Deux leçons sont à tirer de la campagne actuelle des élections européennes. Qu’il soit clair que nous ne jugeons pas ici les idées politiques, mais seulement les orateurs qui les portent.

En confiant à Valérie Hayer la tête de liste de son parti, le Président Macron a pris le risque de choisir une candidate certes compétente sur ses dossiers, mais à l’éloquence fragile. Son regard quitte souvent ses interlocuteurs pour chercher ses mots dans le vide en meublant ses silences de « euh… ». Sa voix plus nasale qu’appuyée sur une véritable colonne d’air manque d’énergie. Et son engagement physique dans le débat est minimum.

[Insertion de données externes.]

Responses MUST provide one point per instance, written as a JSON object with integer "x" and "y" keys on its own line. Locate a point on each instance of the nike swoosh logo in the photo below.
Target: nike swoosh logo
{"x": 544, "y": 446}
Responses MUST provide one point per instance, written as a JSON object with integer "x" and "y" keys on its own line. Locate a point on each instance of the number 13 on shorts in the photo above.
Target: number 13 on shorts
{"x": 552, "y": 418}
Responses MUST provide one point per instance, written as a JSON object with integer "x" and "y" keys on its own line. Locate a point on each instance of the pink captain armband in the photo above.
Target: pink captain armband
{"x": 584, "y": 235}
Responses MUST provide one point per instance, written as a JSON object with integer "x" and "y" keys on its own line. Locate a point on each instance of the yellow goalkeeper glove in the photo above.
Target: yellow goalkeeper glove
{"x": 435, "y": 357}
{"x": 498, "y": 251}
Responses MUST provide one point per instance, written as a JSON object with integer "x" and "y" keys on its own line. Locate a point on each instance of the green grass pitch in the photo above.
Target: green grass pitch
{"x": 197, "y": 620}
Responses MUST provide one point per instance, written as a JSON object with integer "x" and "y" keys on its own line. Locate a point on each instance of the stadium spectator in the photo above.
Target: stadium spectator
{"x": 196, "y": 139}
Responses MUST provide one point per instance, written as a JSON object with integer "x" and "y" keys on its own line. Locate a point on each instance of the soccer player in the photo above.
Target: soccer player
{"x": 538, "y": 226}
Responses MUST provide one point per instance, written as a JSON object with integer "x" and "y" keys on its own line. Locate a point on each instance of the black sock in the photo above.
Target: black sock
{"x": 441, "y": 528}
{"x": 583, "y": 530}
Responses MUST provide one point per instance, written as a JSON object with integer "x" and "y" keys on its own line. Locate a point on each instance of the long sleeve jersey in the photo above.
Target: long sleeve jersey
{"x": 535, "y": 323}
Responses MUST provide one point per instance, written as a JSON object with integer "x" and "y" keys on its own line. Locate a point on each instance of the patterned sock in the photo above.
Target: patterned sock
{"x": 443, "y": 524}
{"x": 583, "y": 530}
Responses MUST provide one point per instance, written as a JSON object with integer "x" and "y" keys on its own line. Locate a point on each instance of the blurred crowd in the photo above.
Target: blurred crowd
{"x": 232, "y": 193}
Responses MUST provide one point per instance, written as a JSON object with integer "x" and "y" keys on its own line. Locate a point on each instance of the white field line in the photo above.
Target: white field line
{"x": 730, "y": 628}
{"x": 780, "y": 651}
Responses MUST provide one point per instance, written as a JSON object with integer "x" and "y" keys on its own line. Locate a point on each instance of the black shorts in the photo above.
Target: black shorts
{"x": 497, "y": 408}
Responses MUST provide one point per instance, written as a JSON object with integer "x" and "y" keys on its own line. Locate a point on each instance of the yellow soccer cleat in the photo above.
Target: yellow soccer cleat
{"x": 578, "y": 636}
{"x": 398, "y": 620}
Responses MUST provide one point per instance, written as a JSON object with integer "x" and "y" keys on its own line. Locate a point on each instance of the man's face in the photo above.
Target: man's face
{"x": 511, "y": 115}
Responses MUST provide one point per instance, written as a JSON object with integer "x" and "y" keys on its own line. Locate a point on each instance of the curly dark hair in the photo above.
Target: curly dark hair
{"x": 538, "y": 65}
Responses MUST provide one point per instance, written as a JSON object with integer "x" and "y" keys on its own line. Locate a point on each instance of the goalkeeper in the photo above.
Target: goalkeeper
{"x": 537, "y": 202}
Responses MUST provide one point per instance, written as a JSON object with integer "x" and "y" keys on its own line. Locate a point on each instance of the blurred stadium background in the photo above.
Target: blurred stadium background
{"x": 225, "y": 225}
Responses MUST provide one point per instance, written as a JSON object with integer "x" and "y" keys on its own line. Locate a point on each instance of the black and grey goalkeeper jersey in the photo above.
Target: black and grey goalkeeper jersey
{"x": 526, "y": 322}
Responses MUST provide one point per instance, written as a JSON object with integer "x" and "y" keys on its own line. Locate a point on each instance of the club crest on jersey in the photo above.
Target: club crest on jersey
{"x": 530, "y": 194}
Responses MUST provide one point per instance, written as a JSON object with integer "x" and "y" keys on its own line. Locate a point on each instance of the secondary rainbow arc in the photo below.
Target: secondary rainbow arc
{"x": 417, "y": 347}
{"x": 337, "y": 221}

C’est pourquoi elle est logiquement menacée dans les sondages : sur sa gauche par Raphaël Gluksman et sur sa droite par Jordan Bardella. Eux investissent dans l’éloquence. Ils y commettent des fautes, mais au moins ils incarnent donc ils impactent. L’éloquence réclame un engagement physique. Sans lui, l’Art Oratoire n’existe pas. C’est la première leçon à tirer de cette campagne européenne.

La seconde est qu’il faut choisir entre deux conceptions de l’éloquence. L’une sacralise la préparation de la rhétorique du discours et la rend obligatoire avant l’action. Elle concède seulement à l’éloquence le rôle accessoire de donner à la rhétorique déjà décidée, une forme tonale, gestuelle et rythmique pour la rendre lisible. C’est la conception la plus répandue. Le cerveau d’abord, ensuite le jeu de manche.

L’autre conception dit que l’éloquence consiste à trouver la rhétorique pertinente du discours au contact physique des auditeurs pour être certain de les toucher, c’est-à-dire pendant l’action. La connaissance du sujet suffit à cette conception. Elle ne fait pas de la préparation du discours une obligation. Et s’il a été préparé, sa rhétorique sera toujours remise en question et amélioré par l’éloquence. C’est cette seconde conception qu’enseigne Cicéron dans son De oratore.

Dans leur débat sur France 2 du jeudi 23 mai, Gabriel Attal et Jordan Bardella nous ont offert une belle confrontation entre ces deux conceptions de l’éloquence.

Il est intéressant d’étudier le regard des orateurs. Le type de regard que l’orateur porte sur celui qui l’écoute qualifie toujours la relation qu’il entretient avec lui. Celui de Jordan Bardella sur Gabriel Attal passait entre des paupières resserrées et brillait d’une nuance de défi. Il proposait aussi un sourire figé et, en dessous, des gestes plutôt spectaculaires et saccadés. Durcie par l’énergie qu’il y mettait, sa face visible lui faisait comme un blindage contre d’éventuelles attaques. Ses propres attaques furent portées avec des munitions déjà en stock avant le débat (un public sent toujours cela, comme il sent toujours à la tribune un discours réchauffé) : « Sauf votre respect, Monsieur Attal, vous mentez », « Pour vous l’immigration n’est pas un problème, c’est un projet ». Il puisa aussi quelques munitions dans ses notes. Aujourd’hui, on appelle ces munitions des punchlines. Quoi de mieux pour caractériser un combat ?

Au contraire, le regard de Gabriel Attal sur Jordan Bardella passait entre des paupières très ouvertes, qui lui faisait des yeux plus ronds. Loin de défier l’adversaire, ils brillaient d’une nuance d’intérêt pour lui. Son visage était détendu, ses gestes souples et discrets. Sa face visible était désarmée et il n’avait aucune note devant lui. Loin de bloquer les attaques de son adversaire, il les accueillait pour y répondre comme elles arrivaient. Pas de rhétorique lisiblement préparée pour lui. C’est cette éloquence que recommandait Cicéron dans son De oratore. Gabriel Attal construisait son discours dans l’échange.

Jordan Bardella combattait contre Gabriel Attal. Gabriel Attal débattait avec Jordan Bardella. Ce furent deux conceptions différentes de l’éloquence. Laquelle préférez-vous ? Un féru d’art martiaux choisirait la seconde.